Before the outbreak of World War in 1941, this place was covered with tall balete trees with thick foliage believed to be inhabited by large snakes. Down the mountain is a lake where crocodiles lived. The most astonishing fact according to the old folks is that thousands of cats lived there, which disappeared all of a sudden. All the cats had one color, pitch black with white. They lived in a cave near the mountain where they readily vanished in view when people came. This had been the reason why the place was called such. There were stories of sickness that struck people who tried to clear the place. When it was used as guerrilla camp, the Japanese bombed Campo Pusa. After that, the place became desolate and barren. The only remnant was the house whose owner thought that maybe the cats protected it, or the supernatural beings protected them from harm.

On June 24, 1997, another jar was unearthed but it was full of human bones and skull. I wonder if the bones and skull were kept or thrown away. Because Lalaguna could be an early settlement site even before the coming of the Spaniards, those bones could unearth great historical findings. I wish I had more time to do these things! But with regards to the cats, how can the mystery be explained? Its legendary lore is here to stay.

COL. SEVERINA ANACION-ROJAS is not just a famous figure in Lopez. She is a heroine who continuously struggles for a good cause. What’s more, she is Mama’s classmate and best friend.

Would you donate 3,411 square meters of land for a Veteran’s Park/ Guerrilla Shrine? She actually did, eight years ago on February 16, 2005. I was there when she presented the Deed of Donation to Vera’s Tayabas Guerrillas, then represented by the Commander of 4th Quezon Veterans District, Domingo T. Abellera. Her husband Roberto Rojas also signed the Deed of Donation, for marital consent. What a touching gesture from a kababayan who has so much respect for history and foresight of the future!

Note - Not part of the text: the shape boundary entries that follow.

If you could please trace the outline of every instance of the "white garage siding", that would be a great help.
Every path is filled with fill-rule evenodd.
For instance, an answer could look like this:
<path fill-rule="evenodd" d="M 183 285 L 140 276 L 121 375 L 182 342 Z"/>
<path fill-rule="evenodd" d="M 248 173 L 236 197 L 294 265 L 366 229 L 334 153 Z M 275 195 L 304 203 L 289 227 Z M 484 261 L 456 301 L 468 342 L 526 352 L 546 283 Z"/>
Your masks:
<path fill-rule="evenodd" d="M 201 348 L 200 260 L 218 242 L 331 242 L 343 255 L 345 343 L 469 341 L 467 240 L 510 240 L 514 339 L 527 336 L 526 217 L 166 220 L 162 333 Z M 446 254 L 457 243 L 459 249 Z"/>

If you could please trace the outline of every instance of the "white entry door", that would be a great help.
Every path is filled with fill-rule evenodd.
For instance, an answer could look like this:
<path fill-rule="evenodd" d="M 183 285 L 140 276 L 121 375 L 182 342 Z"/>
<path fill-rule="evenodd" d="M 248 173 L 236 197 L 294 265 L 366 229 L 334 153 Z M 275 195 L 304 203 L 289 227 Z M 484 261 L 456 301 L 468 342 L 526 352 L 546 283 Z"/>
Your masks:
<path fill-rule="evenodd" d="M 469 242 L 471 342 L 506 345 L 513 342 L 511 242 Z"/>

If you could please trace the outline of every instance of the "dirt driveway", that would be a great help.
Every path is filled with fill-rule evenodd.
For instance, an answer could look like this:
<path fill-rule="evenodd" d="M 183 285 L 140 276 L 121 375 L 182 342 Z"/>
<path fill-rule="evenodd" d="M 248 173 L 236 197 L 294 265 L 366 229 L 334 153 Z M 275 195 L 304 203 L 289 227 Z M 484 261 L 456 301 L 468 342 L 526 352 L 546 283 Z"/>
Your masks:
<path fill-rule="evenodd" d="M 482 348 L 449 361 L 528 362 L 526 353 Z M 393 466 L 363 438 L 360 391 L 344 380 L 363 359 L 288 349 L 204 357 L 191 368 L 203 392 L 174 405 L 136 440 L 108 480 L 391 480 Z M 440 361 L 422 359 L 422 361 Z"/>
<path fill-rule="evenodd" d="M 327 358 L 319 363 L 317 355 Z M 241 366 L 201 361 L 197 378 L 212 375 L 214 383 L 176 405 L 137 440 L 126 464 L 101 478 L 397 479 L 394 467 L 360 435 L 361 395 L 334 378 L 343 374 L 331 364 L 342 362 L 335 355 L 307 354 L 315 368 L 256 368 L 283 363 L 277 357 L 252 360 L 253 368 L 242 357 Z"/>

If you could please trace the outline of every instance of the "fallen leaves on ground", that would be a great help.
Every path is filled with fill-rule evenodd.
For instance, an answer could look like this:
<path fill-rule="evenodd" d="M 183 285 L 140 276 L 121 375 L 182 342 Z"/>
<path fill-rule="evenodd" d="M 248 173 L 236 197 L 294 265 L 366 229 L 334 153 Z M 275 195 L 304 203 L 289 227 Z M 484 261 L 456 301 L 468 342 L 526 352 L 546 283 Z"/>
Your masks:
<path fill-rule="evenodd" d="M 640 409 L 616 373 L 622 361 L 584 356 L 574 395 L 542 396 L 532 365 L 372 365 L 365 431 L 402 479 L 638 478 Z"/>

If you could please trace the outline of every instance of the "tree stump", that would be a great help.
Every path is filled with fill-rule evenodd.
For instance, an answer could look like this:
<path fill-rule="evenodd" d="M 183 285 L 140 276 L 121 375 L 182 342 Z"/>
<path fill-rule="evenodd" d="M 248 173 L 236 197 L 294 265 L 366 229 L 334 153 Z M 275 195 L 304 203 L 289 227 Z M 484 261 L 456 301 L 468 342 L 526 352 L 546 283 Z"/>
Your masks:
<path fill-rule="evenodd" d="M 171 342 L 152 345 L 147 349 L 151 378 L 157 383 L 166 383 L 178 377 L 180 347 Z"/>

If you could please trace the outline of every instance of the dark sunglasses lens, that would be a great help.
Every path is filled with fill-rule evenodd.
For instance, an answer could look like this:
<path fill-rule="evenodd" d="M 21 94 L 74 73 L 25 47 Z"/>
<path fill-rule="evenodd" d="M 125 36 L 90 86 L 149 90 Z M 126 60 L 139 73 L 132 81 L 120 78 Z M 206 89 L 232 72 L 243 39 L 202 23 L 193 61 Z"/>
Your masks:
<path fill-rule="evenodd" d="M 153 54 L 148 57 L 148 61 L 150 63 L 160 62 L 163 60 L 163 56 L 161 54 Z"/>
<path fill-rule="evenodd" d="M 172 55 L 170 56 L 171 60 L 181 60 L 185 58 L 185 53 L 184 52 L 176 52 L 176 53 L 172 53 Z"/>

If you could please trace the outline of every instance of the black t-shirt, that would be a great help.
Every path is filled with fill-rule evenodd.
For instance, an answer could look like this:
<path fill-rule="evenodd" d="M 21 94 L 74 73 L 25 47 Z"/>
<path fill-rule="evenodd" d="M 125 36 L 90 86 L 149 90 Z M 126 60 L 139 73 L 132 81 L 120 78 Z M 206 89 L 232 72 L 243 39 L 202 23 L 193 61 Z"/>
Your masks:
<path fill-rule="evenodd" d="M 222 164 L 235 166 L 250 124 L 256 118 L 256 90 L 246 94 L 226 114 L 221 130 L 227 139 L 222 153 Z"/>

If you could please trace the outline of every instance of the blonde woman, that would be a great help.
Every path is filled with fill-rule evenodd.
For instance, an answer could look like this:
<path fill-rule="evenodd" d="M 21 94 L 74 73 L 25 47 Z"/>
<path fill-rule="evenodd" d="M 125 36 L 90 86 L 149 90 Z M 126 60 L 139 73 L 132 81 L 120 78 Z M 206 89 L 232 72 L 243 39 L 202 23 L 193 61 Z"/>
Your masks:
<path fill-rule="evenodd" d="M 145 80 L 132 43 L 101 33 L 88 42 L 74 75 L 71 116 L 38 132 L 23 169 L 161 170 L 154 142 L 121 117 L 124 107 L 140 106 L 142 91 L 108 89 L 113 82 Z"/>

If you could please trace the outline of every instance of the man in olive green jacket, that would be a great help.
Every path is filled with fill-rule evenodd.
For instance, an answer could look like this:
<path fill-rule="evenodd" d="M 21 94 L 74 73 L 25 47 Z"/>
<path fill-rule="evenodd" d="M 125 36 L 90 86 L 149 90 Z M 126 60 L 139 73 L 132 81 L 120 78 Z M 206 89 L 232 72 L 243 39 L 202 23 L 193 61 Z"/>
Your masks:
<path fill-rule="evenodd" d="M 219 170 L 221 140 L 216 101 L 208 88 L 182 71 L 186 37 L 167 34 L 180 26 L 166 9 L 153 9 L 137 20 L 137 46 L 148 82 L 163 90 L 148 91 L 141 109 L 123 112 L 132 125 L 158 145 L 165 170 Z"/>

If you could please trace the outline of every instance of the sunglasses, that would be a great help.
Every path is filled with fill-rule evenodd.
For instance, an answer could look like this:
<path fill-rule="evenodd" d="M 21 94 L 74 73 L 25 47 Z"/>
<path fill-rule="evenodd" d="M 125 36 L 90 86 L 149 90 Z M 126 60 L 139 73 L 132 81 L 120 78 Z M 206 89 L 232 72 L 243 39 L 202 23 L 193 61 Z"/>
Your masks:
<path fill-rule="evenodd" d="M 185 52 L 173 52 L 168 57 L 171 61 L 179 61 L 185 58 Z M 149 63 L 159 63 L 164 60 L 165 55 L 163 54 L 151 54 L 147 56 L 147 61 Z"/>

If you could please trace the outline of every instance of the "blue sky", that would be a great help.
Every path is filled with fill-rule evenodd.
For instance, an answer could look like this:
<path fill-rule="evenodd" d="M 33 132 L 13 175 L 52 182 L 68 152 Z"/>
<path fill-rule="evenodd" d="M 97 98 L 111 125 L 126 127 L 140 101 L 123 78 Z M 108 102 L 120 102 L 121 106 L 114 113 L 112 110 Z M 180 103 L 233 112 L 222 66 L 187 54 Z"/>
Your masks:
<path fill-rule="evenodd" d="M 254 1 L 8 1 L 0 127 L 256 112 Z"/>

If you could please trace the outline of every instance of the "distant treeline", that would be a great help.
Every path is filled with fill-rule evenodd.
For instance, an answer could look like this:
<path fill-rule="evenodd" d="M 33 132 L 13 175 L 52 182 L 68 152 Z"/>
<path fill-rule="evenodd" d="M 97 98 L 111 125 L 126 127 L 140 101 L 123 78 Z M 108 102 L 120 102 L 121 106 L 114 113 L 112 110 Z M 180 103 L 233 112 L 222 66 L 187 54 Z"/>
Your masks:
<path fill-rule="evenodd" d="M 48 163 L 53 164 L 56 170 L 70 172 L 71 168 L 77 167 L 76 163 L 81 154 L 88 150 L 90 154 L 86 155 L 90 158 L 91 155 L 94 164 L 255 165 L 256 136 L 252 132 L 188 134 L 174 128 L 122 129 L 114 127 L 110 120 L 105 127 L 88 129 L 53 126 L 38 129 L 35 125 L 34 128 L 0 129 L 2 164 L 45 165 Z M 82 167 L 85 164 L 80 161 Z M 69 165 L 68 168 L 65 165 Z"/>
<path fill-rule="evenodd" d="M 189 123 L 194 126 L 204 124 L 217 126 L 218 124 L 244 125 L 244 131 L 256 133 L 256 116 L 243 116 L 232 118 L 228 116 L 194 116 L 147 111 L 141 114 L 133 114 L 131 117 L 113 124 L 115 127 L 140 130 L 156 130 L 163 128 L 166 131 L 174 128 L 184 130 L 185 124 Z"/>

Eco-tourism park, museum, library, and a statue of General Gaudencio Verdadero Vera riding his mola are some of those in the blueprint. When she was interviewed by my daughter for “The Light”  in 2007, Col. Rojas said that since she was born in Lalaguna (where her ancestors lived) and where Vera’s Tayabas Guerrilla (VTG) Central Camp was located in World War II; she donated the lot to honor the great soldiers who died and the commander-in-chief of VTG, so that the young generation who haven’t seen them nor felt the harrowing experience and wrath of war will know what transpired in the past and treasure what those great men have fought for.

I fondly call her Tita Vener. Her grandfather Ato was a revolutionary soldier, while her two brothers Cristito and Godofredo were guerrilla members. Godo died in combat while fighting with the Japanese Forces in the vicinity of what is now Lopez National Comprehensive High School. His body was never recovered.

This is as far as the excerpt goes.